Claim to prove (exercise 91.7 of Halmos 1958):
Let $A$ and $B$ be linear transformations of a finite-dimensional real or complex inner product space. If $A$ is positive semi-definite and $AB$ is self-dual (i.e. Hermitian or symmetric in the real or complex case), then $|\langle ABx,x\rangle| \le \Vert B\Vert_2 \cdot \langle Ax,x\rangle$.
Note: The absolute value in the claim above was omitted by mistake in the first version of the question. The proof in the accepted answer still works mutatis mutandis.
I really haven't made much progress (and I feel like it should be fairly simple), but here my observations for what it's worth. Each path seems like a dead end...
Clearly $|\langle ABx,x\rangle| \le \Vert B\Vert \Vert x\Vert \Vert Ax\Vert$ and $\langle Ax,x\rangle \le \Vert x\Vert \Vert Ax\Vert$.

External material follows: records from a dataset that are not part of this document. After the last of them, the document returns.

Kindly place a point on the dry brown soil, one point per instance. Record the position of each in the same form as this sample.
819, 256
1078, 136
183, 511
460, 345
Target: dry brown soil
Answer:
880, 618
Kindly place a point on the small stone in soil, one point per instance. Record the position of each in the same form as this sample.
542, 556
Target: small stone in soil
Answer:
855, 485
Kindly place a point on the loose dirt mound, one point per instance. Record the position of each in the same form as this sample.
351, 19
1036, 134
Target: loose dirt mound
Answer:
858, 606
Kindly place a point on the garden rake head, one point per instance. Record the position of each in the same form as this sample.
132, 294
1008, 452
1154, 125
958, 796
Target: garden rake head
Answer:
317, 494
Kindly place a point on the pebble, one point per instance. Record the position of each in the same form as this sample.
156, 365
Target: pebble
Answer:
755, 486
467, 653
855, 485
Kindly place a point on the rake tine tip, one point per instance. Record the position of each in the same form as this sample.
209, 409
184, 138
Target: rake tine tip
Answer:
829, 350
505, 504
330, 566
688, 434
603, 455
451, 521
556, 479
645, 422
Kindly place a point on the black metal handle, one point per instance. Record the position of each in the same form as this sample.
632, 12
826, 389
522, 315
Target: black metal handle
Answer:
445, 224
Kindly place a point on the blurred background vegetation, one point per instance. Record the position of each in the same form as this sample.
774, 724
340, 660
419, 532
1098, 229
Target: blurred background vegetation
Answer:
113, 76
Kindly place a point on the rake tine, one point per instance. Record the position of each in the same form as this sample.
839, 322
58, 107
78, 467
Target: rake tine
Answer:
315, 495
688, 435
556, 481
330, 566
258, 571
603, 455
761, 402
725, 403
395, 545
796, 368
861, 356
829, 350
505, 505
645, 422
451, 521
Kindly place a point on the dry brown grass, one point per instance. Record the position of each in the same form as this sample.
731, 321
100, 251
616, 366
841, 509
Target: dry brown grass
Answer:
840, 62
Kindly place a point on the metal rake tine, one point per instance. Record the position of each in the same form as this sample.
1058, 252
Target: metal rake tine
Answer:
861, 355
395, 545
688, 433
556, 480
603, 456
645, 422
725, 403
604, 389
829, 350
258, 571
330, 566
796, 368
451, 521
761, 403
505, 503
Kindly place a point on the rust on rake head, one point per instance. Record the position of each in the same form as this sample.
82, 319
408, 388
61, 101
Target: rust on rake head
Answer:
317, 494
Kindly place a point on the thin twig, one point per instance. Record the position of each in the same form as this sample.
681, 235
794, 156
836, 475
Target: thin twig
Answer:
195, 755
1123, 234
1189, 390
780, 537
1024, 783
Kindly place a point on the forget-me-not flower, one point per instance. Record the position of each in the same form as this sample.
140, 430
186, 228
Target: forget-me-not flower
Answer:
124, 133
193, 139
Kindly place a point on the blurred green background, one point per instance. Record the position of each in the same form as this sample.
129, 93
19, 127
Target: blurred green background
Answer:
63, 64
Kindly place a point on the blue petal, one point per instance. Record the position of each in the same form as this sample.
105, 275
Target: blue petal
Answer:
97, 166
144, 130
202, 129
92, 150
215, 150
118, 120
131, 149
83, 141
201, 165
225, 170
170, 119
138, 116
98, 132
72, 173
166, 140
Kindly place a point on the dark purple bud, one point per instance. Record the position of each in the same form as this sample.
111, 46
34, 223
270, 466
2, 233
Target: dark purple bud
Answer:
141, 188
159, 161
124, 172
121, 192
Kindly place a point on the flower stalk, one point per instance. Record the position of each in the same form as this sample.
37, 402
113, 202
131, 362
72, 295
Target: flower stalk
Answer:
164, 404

By the spectral theorem, $A$ and $AB$ both have an orthogonal basis of eigenvectors with real eigenvalues. Say, $\{e_i\}_{i=1}^n$ are orthonormal eigenvectors of $A$ with eigenvalues $\sigma_i>0$, and $\{f_i\}_i$ are orthonormal eigenvectors of $AB$ with eigenvalues $\lambda_i\in\Bbb R$. Then I can write for example $$ \langle ABx, x \rangle = \sum_{i} \lambda_i|\langle x, f_i\rangle|^2 = \sum_{i,j} \lambda_i\langle x, f_i\rangle\langle f_i, e_j\rangle\langle e_j, x\rangle, $$ $$ \langle Ax, x \rangle = \sum_{i} \sigma_i|\langle x, e_i\rangle|^2, $$ or several other variations of the above. The trouble with this approach is connecting it to $\Vert B\Vert$. I do have a characterization of what $B$ must look like for $AB$ to be self-dual. Let $T$ be the orthogonal matrix given by $Te_i = f_i$. Then let $B=CT^{-1} = CT^*$. We have $$ \langle Ce_i,e_j\rangle = \langle Bf_i,e_j\rangle = \frac{\lambda_i}{\sigma_j}\langle f_i,e_j\rangle, \quad\textrm{if }\sigma_j\ne0. $$ Also, $$ \langle Te_i,e_j\rangle = \langle e_i,f_j\rangle = \frac{\sigma_i}{\lambda_j}\langle e_i,Bf_j\rangle = 0 \quad\textrm{if }\sigma_i=0\land\lambda_j\ne0. $$ These are conditions on the entries of the matrices $C$ and $T$, and together with $T=T^*$, they completely characterize the possible matrices $B$.
It is equivalent to prove that $A\|B\|-AB$ is positive semidefinite (since it is self-dual).
If $A$ is invertible, then it is equivalent to $A^{1/2}(\|B\|I -B)A^{1/2}$ has all nonnegative eigenvalues, and to prove it, it is sufficient that $x^*(\|B\|I-B)x\ge 0$ for every $x$, that is true for easy reasons.
If $A$ is not invertible, you can project onto its rank and reduce to the previous case. In fact, take the EVD $A=QDQ^*$ and call $C=Q^*BQ$. Notice that $DC=C^*D$ and the thesis becomes the same with $D,C$ instead of $A,B$ and $D$ is diagonal. Suppose WLOG that the zeros eigenvalues are all at the bottom of $D$, and they are $k$. Since $DC$ has the last $k$ rows equal to zero and it's self-adjoint, you can conclude that $DC$ has also the last $k$ columns equal to zero and thus $C = \begin{pmatrix}E&0\\*&*\end{pmatrix}$ where the zero submatrix has dimension $(n-k)\times k$. As a consequence, if $F$ is the maximal non-singular diagonal principal submatrix of $D$, $$x^*DCx = y^*FEy \qquad \|C\| x^*Dx \ge \|E\| y^*Fy $$ where $y$ is the truncation of $x$ and $F$ is now invertible, so we can reduce to the previous case.